I was asked a lot, by both the locals and students, about what I thought of Mexico before coming here and had my perceptions changed. I immediately think of the bold colours and food but being there my views evolved and I vocally extolled the virtues of the city, it's opulent culture and even in the broken elements of the city you could still see the beauty, textures and mix of materials. The students couldn't see what I was talking about. I suppose we all take for granted what we see surrounding us everyday.
I tried to soak up as much as I could over the month. I spent three weeks in Mexico City, then flew to Merida and saw some of the Pyramids and heritage of Mayan Mexico as well as spending a day in Playa del Carmen swimming in the Carribean sea! Thought it would be criminal to go all that way and not see a bit of paradise! :)
Mexico invests heavily in cultivating minds and offering art to the locals. Every Sunday they have free entrance to all museums and everyone seems to embrace it with queues filing around buildings to get in. Weekly street exhibitions also offer inspiration to the masses as everyone spills on to the pavement to explore and photograph what's on show.
Being there during Day of the Dead I got to experience a celebration on mass scale. The main street, fills with hand crafted monster creatures created by more than 200 local mexican designers in celebration of the day. They sculpt them out of papier mache and hand paint them all with vivid colours.
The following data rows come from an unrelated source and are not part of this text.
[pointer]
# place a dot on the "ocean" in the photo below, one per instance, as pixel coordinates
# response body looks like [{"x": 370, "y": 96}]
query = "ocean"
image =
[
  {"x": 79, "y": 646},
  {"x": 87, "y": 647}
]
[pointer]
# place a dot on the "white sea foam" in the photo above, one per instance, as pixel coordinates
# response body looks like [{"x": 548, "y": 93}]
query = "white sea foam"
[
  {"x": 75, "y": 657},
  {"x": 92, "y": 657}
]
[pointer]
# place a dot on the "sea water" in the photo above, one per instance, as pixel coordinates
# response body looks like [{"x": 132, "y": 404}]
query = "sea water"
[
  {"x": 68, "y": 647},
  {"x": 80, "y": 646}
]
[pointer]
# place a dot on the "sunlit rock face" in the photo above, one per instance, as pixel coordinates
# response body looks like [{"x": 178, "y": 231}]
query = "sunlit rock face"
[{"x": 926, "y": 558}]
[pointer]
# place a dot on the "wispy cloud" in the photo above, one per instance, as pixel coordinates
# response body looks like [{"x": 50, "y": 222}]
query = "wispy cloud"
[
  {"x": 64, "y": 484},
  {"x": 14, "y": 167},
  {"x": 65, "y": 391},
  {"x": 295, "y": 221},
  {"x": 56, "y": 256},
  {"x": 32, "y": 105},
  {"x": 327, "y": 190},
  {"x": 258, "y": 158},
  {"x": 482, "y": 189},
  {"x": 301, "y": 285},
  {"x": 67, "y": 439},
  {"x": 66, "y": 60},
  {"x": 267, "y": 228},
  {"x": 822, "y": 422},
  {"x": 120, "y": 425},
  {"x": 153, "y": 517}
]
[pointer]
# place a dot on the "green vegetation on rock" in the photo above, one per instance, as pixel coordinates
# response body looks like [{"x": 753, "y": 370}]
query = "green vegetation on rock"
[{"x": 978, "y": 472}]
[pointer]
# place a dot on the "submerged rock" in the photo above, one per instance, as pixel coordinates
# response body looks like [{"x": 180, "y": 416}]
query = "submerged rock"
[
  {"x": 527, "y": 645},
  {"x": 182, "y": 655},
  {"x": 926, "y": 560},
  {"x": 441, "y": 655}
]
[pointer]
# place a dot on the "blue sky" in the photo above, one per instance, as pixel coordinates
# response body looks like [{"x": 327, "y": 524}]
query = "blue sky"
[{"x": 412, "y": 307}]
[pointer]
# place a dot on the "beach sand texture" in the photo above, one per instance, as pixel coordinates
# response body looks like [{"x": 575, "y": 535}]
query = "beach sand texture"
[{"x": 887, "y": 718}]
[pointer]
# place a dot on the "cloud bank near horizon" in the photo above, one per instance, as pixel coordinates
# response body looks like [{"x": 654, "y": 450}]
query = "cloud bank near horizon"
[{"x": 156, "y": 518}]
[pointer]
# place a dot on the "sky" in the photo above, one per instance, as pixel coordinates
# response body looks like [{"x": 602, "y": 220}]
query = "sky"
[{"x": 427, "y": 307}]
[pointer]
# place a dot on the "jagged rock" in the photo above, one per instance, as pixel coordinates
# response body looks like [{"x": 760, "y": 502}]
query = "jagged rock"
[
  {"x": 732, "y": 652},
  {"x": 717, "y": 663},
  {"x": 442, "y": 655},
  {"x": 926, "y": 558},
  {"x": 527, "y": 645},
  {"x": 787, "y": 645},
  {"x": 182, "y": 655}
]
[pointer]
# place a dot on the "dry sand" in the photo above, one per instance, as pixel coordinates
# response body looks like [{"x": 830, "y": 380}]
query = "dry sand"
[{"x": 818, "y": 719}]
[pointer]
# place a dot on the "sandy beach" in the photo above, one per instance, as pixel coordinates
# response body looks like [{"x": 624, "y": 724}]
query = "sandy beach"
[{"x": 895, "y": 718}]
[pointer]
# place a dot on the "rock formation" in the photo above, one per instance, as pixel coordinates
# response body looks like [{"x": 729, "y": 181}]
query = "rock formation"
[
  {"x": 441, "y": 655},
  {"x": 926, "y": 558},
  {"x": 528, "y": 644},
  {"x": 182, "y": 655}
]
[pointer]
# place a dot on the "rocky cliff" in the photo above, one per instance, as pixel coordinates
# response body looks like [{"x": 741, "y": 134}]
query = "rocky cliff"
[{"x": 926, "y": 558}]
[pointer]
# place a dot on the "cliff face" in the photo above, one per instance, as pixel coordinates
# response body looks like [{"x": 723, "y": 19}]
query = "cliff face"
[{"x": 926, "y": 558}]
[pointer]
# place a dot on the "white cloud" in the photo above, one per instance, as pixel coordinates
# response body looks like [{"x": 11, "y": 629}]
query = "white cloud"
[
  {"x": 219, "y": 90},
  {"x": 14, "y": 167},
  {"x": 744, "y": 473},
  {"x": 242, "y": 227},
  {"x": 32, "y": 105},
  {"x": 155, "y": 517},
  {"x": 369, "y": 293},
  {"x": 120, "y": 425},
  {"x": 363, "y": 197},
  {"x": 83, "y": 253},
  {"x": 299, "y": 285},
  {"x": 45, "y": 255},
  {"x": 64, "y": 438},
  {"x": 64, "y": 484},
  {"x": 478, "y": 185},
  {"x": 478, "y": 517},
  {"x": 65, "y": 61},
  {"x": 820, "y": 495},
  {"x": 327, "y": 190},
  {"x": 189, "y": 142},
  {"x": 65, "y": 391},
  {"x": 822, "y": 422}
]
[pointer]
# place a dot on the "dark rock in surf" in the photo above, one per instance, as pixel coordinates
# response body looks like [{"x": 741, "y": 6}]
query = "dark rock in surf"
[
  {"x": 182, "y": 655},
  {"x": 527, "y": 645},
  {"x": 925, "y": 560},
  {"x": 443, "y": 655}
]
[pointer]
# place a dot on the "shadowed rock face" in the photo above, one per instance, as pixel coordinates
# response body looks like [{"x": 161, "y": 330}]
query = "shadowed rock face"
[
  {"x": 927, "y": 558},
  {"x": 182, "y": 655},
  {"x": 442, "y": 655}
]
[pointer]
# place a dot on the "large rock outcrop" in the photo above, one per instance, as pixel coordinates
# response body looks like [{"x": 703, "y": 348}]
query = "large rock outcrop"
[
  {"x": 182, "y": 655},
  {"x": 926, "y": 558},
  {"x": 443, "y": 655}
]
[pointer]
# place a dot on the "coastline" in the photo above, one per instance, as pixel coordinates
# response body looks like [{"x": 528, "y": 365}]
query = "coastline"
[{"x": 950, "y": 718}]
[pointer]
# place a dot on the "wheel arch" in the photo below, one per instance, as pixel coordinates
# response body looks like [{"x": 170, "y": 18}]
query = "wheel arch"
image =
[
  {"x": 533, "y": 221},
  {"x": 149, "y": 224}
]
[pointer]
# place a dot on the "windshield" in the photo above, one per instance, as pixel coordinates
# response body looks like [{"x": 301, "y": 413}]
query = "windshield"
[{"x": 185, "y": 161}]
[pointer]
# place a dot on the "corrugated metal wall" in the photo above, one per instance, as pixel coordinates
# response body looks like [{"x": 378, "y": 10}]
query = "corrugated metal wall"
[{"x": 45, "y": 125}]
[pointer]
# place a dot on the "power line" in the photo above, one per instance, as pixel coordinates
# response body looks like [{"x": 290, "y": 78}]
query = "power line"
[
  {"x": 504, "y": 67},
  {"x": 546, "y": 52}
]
The textures and shapes, are hopefully going to inspire a new collection of work.
I also visited Xchimilco, where we rented a boat to a small island, a shrine of decaying dolls and teddy's dredged from the river and hung on string all around the island. It was a mental image as nature had worn the childhood naivety away revealing a corpse of empty shells. Creatures had started eating away at the eyes and hair, crawling over every inch of the headless bodies and bodiless heads!
I managed to explore a vast array of Exhibitions and museums including National Museum of History, Museo de Arte Populare (has fantastic ceramics, textiles and sculptures) Museo de Arte Moderno, (exhibition of women surrealist artists which I loved), Anthropology museum, which is so vast I had to do it in two trips. Visited Freida Khalo's house and Diego Riveira's studio, saw a Mexican Folkloric ballet at the Palacio de Belle Artes, as well as experiencing the many array of Marguerita flavours! ha ha I pretty much photographed every inch of the city, trying to capture snippets of inspiration which I'm now piecing together and trying to figure out way to feed this into my own work.
Alice Richardson is a recent Royal College of Art graduate, who specializes in embroidery and constructed textiles. She received the Swarovski Elements Student Prize at the WGSN Global Fashion Awards in New York in 2011, and has worked on both womenswear, and menswear collections shown at London Fashion Week:
http://www.alicerichardsontextiles.com/portfolio.html
Re-Mex is an EU cultural fund project related to the environment and recycling of materials in Design, Performing Arts and Sonic Landscape. Activities involve working with artists from Mexico, UK, Germany, Sweden and Poland.
Our purpose in this project is to expose young audiences in Mexico directly to a diverse range of fresh, innovative and intellectually stimulating activities from the UK with the capacity of demonstrate the creative and multi-cultural society that is the UK today, thus improving perceptions of the UK.